Consequently, I've updated the code to produce a decode_gpt2.txt
file that is both readable and loadable.
I've tested it again on my M2 MacBook and a Colab instance with T4 GPU.
Looking forward to your feedback!
I'll take a look. I don't want to bloat the repo with intermediate files though, so I'd suggest we don't push the vocab to repo, only the script that generates it.
Tbh this looks complex. Just naively, shouldn't we just dump the UTF-8 encoded vocab into one single long byte sequence, delimited by \0, and just read that in in C
I don't want to bloat the repo with intermediate files though, so I'd suggest we don't push the vocab to repo, only the script that generates it.

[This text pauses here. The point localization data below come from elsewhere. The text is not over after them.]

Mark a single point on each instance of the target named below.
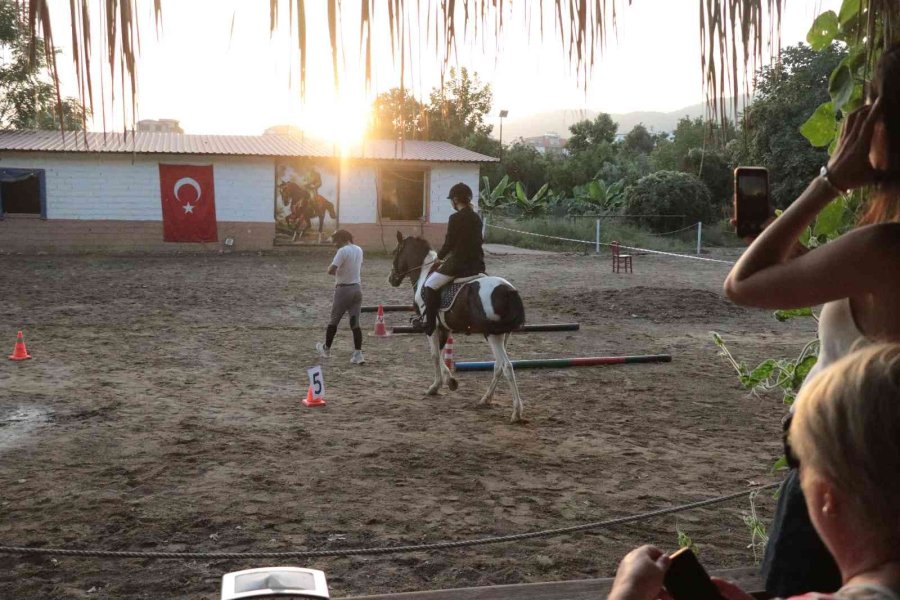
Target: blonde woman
(845, 441)
(856, 277)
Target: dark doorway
(21, 197)
(22, 192)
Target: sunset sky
(218, 80)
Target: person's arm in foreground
(768, 276)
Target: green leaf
(830, 219)
(849, 10)
(802, 370)
(784, 315)
(520, 192)
(824, 28)
(759, 374)
(821, 127)
(840, 85)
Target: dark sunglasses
(789, 455)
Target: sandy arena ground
(162, 411)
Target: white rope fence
(599, 243)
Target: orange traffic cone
(311, 401)
(380, 329)
(448, 353)
(19, 352)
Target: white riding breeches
(437, 280)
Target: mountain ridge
(558, 121)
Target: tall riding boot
(432, 300)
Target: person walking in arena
(345, 267)
(460, 256)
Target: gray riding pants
(347, 299)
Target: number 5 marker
(315, 396)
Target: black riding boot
(432, 300)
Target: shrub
(669, 193)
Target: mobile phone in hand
(752, 207)
(686, 579)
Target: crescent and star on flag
(188, 207)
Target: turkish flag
(189, 203)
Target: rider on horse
(462, 251)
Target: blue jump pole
(561, 363)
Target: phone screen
(751, 202)
(686, 579)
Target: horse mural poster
(305, 199)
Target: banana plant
(491, 199)
(534, 206)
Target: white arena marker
(316, 394)
(273, 582)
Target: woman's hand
(640, 575)
(849, 166)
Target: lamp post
(503, 114)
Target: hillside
(558, 121)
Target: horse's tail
(507, 303)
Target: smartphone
(686, 578)
(752, 207)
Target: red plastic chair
(621, 260)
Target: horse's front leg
(434, 344)
(498, 345)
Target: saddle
(450, 291)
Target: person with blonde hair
(854, 276)
(845, 442)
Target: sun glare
(342, 122)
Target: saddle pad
(449, 292)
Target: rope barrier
(715, 260)
(380, 550)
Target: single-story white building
(166, 191)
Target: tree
(397, 114)
(587, 134)
(787, 94)
(669, 193)
(27, 95)
(639, 140)
(456, 112)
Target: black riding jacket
(462, 246)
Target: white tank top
(838, 336)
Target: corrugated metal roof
(145, 142)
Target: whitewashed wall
(359, 194)
(111, 187)
(445, 176)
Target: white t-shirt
(348, 260)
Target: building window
(21, 192)
(403, 194)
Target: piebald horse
(489, 305)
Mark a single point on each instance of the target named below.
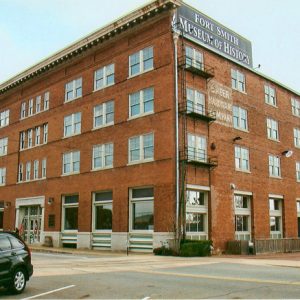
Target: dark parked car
(15, 262)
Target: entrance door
(30, 228)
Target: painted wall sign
(203, 30)
(220, 101)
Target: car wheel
(18, 283)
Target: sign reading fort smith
(203, 30)
(220, 101)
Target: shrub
(195, 248)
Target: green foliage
(195, 248)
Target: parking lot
(83, 276)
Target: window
(2, 176)
(195, 101)
(197, 148)
(141, 148)
(28, 171)
(104, 77)
(193, 58)
(241, 158)
(274, 166)
(29, 138)
(295, 107)
(242, 209)
(38, 104)
(141, 61)
(297, 137)
(298, 171)
(4, 118)
(104, 114)
(142, 208)
(44, 167)
(272, 129)
(141, 102)
(46, 100)
(275, 218)
(196, 214)
(270, 96)
(45, 137)
(238, 81)
(3, 146)
(71, 162)
(240, 119)
(72, 124)
(36, 169)
(20, 173)
(37, 135)
(103, 156)
(73, 89)
(30, 107)
(23, 110)
(103, 210)
(70, 212)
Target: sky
(31, 30)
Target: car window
(4, 244)
(16, 244)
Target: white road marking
(50, 292)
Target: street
(114, 276)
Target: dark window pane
(71, 218)
(103, 196)
(103, 217)
(142, 193)
(143, 215)
(71, 199)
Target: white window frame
(141, 61)
(73, 87)
(238, 81)
(241, 117)
(242, 211)
(75, 126)
(3, 146)
(139, 200)
(295, 107)
(2, 176)
(272, 129)
(276, 213)
(297, 137)
(103, 149)
(241, 155)
(72, 162)
(141, 148)
(141, 103)
(106, 71)
(270, 95)
(101, 110)
(274, 164)
(101, 203)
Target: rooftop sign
(203, 30)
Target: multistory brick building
(153, 125)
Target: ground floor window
(142, 208)
(70, 212)
(196, 218)
(275, 206)
(103, 210)
(242, 210)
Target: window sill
(141, 73)
(140, 116)
(139, 162)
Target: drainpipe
(175, 39)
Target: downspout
(175, 39)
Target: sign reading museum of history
(220, 101)
(203, 30)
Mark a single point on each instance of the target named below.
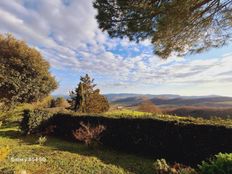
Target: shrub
(42, 140)
(33, 119)
(59, 102)
(24, 74)
(219, 164)
(87, 134)
(161, 167)
(4, 151)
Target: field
(61, 157)
(58, 155)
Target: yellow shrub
(4, 151)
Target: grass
(131, 114)
(65, 157)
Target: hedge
(186, 143)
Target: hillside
(168, 100)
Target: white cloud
(69, 38)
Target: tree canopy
(86, 99)
(24, 74)
(180, 26)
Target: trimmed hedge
(186, 143)
(34, 120)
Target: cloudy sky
(67, 34)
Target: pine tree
(86, 99)
(181, 26)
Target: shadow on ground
(131, 163)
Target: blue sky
(67, 34)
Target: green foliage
(126, 113)
(32, 120)
(67, 157)
(221, 163)
(24, 74)
(86, 99)
(42, 140)
(88, 134)
(4, 151)
(172, 26)
(161, 167)
(148, 106)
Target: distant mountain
(171, 100)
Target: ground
(65, 157)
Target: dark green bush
(161, 167)
(220, 164)
(32, 120)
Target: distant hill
(171, 100)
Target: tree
(181, 26)
(86, 99)
(59, 102)
(24, 74)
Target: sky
(67, 35)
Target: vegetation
(24, 74)
(4, 151)
(148, 106)
(161, 167)
(33, 119)
(172, 26)
(59, 156)
(88, 134)
(59, 102)
(221, 163)
(42, 140)
(86, 99)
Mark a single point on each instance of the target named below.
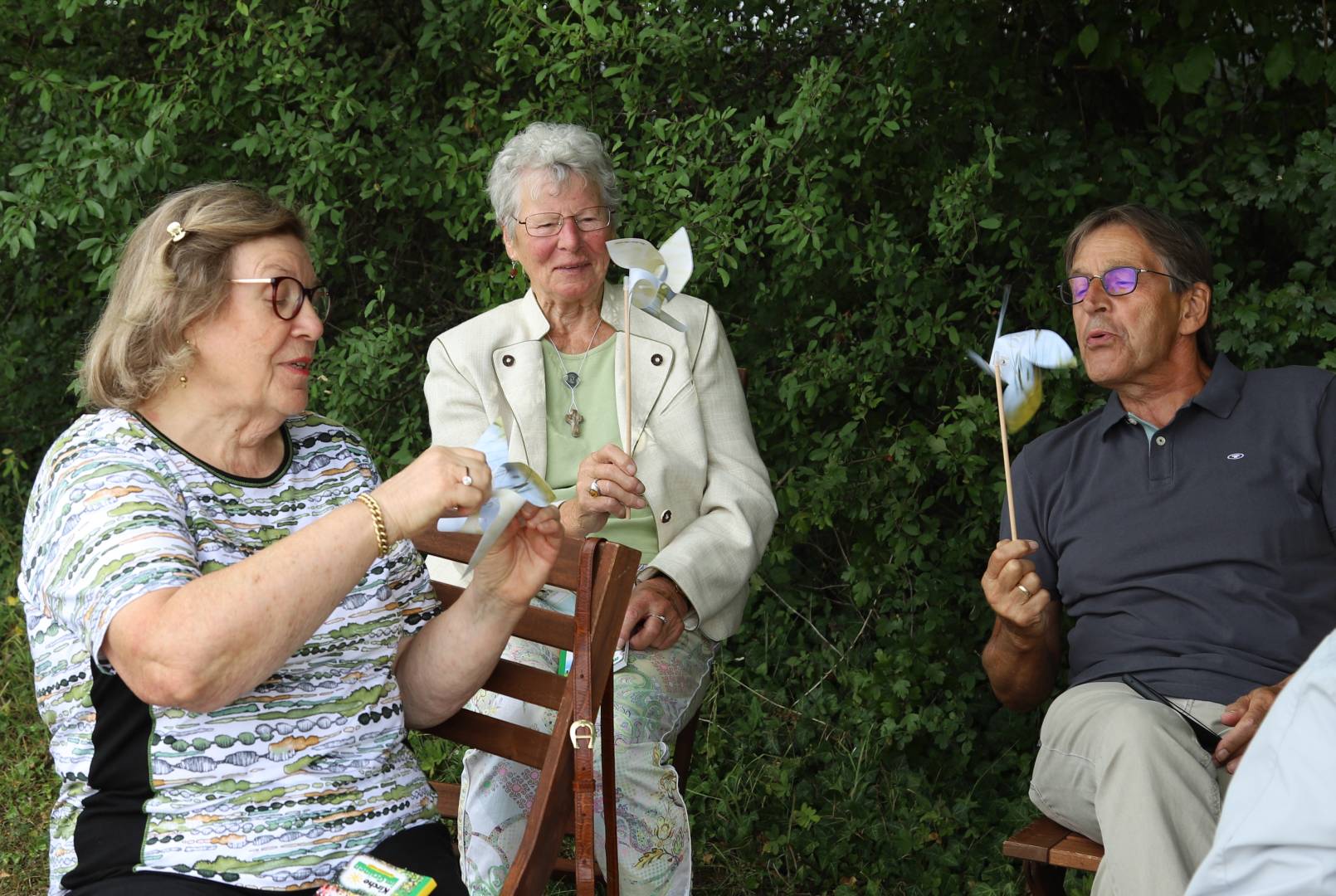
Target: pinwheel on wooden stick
(1016, 361)
(514, 485)
(654, 278)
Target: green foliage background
(860, 178)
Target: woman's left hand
(654, 617)
(520, 560)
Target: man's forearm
(1021, 668)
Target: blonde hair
(163, 286)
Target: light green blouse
(597, 400)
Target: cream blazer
(695, 451)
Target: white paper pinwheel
(655, 275)
(514, 485)
(1018, 357)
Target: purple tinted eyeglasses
(1117, 280)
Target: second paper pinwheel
(1018, 355)
(514, 485)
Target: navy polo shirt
(1206, 560)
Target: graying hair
(1178, 245)
(560, 151)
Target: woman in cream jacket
(692, 495)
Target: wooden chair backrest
(613, 577)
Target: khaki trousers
(1127, 772)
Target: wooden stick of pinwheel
(655, 276)
(1007, 450)
(626, 311)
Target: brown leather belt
(582, 738)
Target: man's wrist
(675, 595)
(1022, 639)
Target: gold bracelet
(381, 538)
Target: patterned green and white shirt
(274, 791)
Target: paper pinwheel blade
(1018, 355)
(514, 485)
(655, 275)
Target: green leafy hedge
(860, 178)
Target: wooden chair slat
(446, 799)
(495, 736)
(459, 547)
(552, 811)
(528, 684)
(1077, 852)
(1036, 840)
(1046, 850)
(553, 629)
(554, 799)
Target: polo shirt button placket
(1161, 461)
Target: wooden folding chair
(602, 574)
(1046, 850)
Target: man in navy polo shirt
(1187, 528)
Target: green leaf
(1195, 70)
(1280, 63)
(1158, 85)
(1088, 39)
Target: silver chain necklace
(572, 379)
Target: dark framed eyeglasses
(548, 223)
(1117, 280)
(287, 293)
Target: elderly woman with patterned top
(691, 494)
(229, 632)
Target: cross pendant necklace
(572, 379)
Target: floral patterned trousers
(652, 699)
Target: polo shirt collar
(1219, 396)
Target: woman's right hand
(619, 492)
(432, 488)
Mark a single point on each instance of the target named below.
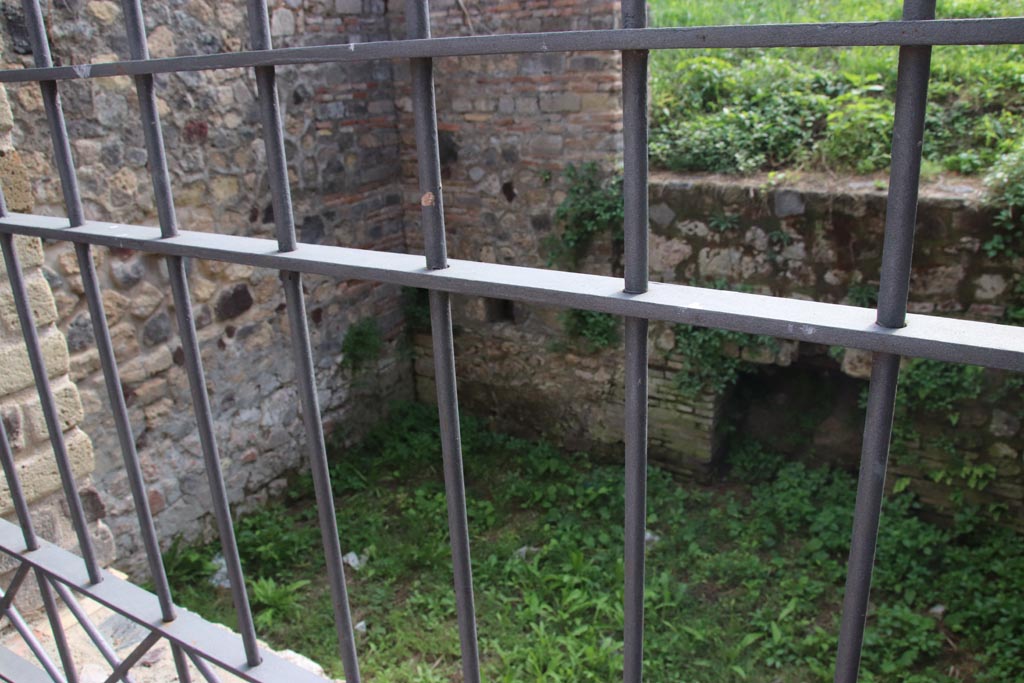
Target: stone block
(40, 299)
(69, 407)
(348, 6)
(38, 471)
(144, 300)
(14, 360)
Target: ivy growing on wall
(361, 345)
(593, 206)
(591, 330)
(713, 358)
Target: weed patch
(743, 582)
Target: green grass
(743, 585)
(748, 111)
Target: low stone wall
(809, 238)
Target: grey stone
(126, 273)
(157, 330)
(232, 302)
(80, 335)
(1004, 423)
(283, 23)
(662, 215)
(788, 203)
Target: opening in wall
(499, 310)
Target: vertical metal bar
(56, 628)
(69, 184)
(14, 482)
(97, 638)
(904, 173)
(186, 331)
(901, 213)
(635, 231)
(432, 216)
(48, 406)
(30, 639)
(302, 354)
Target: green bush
(593, 206)
(744, 582)
(361, 345)
(712, 358)
(1006, 195)
(593, 331)
(859, 133)
(749, 110)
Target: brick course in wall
(342, 144)
(814, 238)
(509, 126)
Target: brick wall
(342, 145)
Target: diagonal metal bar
(901, 213)
(12, 588)
(186, 331)
(133, 657)
(30, 639)
(432, 217)
(90, 630)
(635, 232)
(302, 354)
(944, 32)
(10, 473)
(204, 669)
(190, 632)
(14, 669)
(56, 628)
(925, 336)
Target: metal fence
(889, 332)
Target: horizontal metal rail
(925, 336)
(190, 632)
(854, 34)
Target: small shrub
(593, 331)
(593, 206)
(938, 387)
(269, 542)
(275, 602)
(863, 295)
(712, 358)
(1006, 196)
(858, 133)
(416, 308)
(361, 345)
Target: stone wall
(508, 125)
(812, 238)
(19, 406)
(342, 144)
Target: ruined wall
(509, 126)
(19, 406)
(342, 146)
(816, 239)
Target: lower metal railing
(889, 332)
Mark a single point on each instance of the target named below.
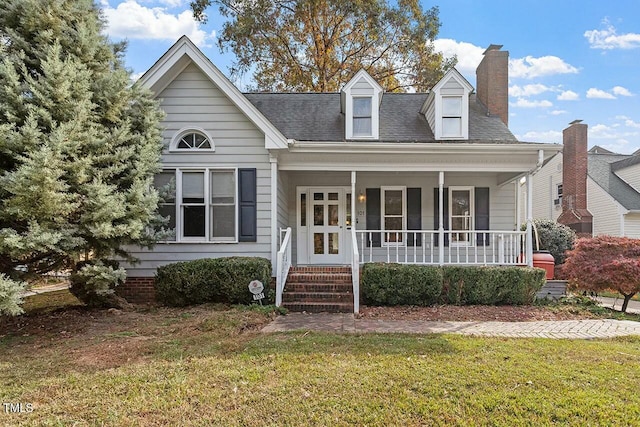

Makes sense, I can make the script to prepro_decoder.py
, and generate the vocab in data
folder.
shouldn't we just dump the UTF-8 encoded vocab into one single long byte sequence, delimited by \0, and just read that in in C
I was trying to ensure readability by maintain a straightforward <line number - 1> : <token>
mapping. The complexity comes from escaping non-printable characters.
Your suggestion could be slightly simpler but not able to eliminate the complexity, because \0
is also one of the tokens (token id 188
, which seems a little bit weird though), so escaping is still needed.
Given these considerations, I believe the current implementation is a reasonable balance. What are your thoughts?
I pushed the tokenizer I had in mind here c165855 . But I appreciate the work on this! Closing.